Walker attended U.N.C.-Chapel Hill as a Carolina Covenant scholar, which means that his family was poor enough for him to qualify for full financial aid. He told me that early on he went to an open campus discussion about police violence against minorities. Several faculty members were also there, and he approached Judith Cone, the vice chancellor for innovation, entrepreneurship and economic development.
“I didn’t know who she was,” he recalled. “Short lady. I shared my story about how police shootings affected my life, my family. She gave me her business card and said, ‘Follow up.’ I still have that business card to this day.” He went to see her in her office and kept going to see her in her office, and with the encouragement and help of her and other faculty members, he cobbled together the money to go to an educational conference in Massachusetts, to meet with entrepreneurs in New York City and to spend the summer between his junior and senior years interning for a company in China. He’s about to head back to China to teach English for a while.

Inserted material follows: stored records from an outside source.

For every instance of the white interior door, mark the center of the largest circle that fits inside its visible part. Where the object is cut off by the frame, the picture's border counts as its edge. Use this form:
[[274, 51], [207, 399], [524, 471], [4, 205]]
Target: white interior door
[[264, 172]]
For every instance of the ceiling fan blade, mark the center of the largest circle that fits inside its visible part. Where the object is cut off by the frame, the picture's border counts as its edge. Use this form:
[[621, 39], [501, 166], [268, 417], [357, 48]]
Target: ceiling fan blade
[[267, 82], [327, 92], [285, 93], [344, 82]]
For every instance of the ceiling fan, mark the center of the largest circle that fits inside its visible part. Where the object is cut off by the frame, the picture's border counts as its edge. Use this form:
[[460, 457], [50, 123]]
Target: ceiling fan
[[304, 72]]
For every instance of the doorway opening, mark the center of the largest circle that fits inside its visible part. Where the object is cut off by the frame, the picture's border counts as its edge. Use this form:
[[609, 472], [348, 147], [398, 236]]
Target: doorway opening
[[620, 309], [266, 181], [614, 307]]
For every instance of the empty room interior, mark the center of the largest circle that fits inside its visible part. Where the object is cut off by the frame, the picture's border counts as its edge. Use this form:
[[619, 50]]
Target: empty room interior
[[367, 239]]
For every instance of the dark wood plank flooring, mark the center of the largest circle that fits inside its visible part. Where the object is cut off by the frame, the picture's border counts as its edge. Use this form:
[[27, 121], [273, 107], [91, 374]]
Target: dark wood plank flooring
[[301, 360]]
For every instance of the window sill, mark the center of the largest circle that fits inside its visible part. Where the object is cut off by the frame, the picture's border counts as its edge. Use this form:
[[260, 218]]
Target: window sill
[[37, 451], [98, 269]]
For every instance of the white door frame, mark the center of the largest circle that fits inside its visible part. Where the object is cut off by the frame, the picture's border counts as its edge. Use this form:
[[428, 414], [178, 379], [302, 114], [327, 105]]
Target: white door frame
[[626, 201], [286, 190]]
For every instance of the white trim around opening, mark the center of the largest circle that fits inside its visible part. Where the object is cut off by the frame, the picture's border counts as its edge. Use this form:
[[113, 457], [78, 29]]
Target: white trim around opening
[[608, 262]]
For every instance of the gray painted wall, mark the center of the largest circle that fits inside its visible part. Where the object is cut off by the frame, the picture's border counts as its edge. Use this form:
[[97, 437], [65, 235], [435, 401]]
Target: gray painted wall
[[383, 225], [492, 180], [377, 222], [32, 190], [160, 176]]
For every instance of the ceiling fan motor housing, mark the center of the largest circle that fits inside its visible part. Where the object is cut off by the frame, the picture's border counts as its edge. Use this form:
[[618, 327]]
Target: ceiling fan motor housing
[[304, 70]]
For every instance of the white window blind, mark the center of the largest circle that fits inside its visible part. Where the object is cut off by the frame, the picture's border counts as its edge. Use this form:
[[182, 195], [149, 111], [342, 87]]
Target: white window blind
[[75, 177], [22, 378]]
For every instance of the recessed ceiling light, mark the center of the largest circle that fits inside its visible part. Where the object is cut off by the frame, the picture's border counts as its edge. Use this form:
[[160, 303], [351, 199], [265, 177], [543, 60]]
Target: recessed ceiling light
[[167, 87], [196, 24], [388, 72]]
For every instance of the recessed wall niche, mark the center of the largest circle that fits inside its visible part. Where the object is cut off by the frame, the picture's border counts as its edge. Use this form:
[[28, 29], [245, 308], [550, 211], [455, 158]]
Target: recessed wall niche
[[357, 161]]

He’s well on his way to fluency in Mandarin, which he thinks will give him a definite edge in any future business career.
Walker is an example of what a mammoth study by Gallup, Purdue University and the Strada Education Network has found. Previously known as the Gallup-Purdue Index and now called the Strada-Gallup Alumni Survey, it has questioned about 100,000 American college graduates of all ages about their college experiences, looking for connections between how they spent their time in college and how fulfilled they say they are now.
The study has not found that attending a private college or a highly selective one foretells greater satisfaction. Instead, the game changers include establishing a deep connection with a mentor, taking on a sustained academic project and playing a significant part in a campus organization. What all of these reflect are engagement and commitment, which I’ve come to think of as overlapping muscles that college can and must be used to build. They’re part of an assertive rather than a passive disposition, and they’re key to professional success.
I’m not saying that this is a cinch, nor am I ignoring the demons in the way. Anxiety and depression are legion on campuses today, holes that too many students fall into and never crawl out of. More than ever, students should be on the lookout for them and take the necessary steps to mitigate them.